Alagna, parfait Otello des dédales vénitiens

Otello

Roberto Alagna (Otello) et Aleksandra Kurzak (Desdemona) (Photo: Charles Duprat / Opéra national de Paris)

Otello, opéra en quatre actes de Giuseppe Verdi sur un livret de Arrigo Boito d’après Othello ou le Maure de Venise de William Shakespeare. Créé au Teatro alla Scala de Milan, le 5 février 1887. Représentation par L’Opéra national de Paris à l’Opéra Bastille le 13 mars 2019.

Otello: Roberto Alagna
Jago: George Gagnidze
Cassio: Frédéric Antoun
Roderigo: Alessandro Liberatore
Lodovico: Paul Gay
Montano: Thomas Dear
Desdemona: Aleksandra Kurzak
Emilia: Marie Gautrot

Orchestre et Chœurs de l’Opéra national de Paris
Direction musicale: Bertrand de Billy
Mise en scène: Andrei Șerban

Musique:
Mise-en-scène:

Dans la continuité des festivités qui marquent son trois cent cinquantième anniversaire, l’Opéra de Paris a repris cette année la belle production d’Otello mise en scène par Andrei Serban. Loin des extravagances noires que proposait Calixto Bieto pour Simone Boccanegra quelques mois plus tôt, l’avant-dernier opéra de Verdi est ici subtilement contextualisé, avec un décor dont la richesse tient autant à son évocation des rives vénitiennes qu’à la symbolique du voile.

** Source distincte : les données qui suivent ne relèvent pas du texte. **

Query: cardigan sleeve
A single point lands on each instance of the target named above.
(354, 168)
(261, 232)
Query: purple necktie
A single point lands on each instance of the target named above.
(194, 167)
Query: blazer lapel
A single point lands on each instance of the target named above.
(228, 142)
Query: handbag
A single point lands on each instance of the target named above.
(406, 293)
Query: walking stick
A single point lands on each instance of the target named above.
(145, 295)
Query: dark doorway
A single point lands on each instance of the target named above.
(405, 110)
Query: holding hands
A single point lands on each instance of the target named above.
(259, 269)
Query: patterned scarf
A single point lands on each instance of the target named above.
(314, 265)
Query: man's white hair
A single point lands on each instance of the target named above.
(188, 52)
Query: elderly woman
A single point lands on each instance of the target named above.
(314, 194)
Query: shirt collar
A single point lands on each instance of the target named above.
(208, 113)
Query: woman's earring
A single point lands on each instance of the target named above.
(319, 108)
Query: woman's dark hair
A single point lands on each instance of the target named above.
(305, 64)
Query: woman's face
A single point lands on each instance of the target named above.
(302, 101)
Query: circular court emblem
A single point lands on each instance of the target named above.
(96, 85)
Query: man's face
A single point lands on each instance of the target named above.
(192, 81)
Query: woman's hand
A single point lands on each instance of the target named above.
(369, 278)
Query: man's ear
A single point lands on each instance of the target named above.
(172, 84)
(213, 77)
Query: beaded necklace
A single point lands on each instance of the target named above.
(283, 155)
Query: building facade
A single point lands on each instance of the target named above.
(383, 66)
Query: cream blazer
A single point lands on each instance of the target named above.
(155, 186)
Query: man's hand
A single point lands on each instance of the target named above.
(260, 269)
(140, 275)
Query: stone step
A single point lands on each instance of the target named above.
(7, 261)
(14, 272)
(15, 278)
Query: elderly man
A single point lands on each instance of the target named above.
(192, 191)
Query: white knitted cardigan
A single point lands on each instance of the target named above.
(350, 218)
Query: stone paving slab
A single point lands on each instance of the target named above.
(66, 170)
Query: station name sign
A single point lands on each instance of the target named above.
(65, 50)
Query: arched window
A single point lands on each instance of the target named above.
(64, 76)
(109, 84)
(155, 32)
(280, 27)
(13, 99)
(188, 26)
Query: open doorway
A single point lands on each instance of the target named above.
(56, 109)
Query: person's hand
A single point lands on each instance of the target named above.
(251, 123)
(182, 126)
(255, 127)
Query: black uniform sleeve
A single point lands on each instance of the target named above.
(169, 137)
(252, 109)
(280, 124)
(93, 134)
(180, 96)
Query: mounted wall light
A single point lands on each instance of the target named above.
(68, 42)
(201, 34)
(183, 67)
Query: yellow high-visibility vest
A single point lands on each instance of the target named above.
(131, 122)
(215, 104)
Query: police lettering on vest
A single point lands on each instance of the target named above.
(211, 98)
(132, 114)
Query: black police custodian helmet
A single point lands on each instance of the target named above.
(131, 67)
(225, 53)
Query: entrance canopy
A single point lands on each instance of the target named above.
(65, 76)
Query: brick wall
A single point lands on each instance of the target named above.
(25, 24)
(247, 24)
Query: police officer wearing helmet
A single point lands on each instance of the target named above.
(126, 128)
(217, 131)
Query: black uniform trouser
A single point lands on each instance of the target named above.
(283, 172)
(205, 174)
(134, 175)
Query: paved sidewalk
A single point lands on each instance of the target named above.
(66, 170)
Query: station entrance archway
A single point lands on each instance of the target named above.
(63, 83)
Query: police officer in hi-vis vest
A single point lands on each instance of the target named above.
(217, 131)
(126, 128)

Un pan de mur creusé d’arcades à demi-orientales suffit à planter la « porte de l’Orient » qu’a longtemps été Venise, maîtresse de la Mer Méditerranée au Bas Moyen Âge et à la Renaissance, à l’époque où se place le drame.

D’un acte à l’autre, chaque fois orienté différemment, ce pan reste, suggérant un intérieur ou une place publique, tout en donnant une grande unité visuelle au spectacle. Des voiles flottent sur scène, symbolisant tantôt le secret d’amours interdits, le navire qui valdingue dans la baie de Venise, l’intimité du pouvoir du Doge à la recherche d’une vérité qu’il ne peut pas saisir ou la sensualité de Desdemona, et annoncent le linceul de la mort prochaine.
Le drame s’accélère, tandis que le jour alterne avec des nuits au ciel violet. Un palmier perché au-dessus des protagonistes suggère la torpeur méridionale, dont les relents fiévreux s’emparent des personnages.

Dans cet élégant décor, Roberto Alagna campe un Doge particulièrement héroïque.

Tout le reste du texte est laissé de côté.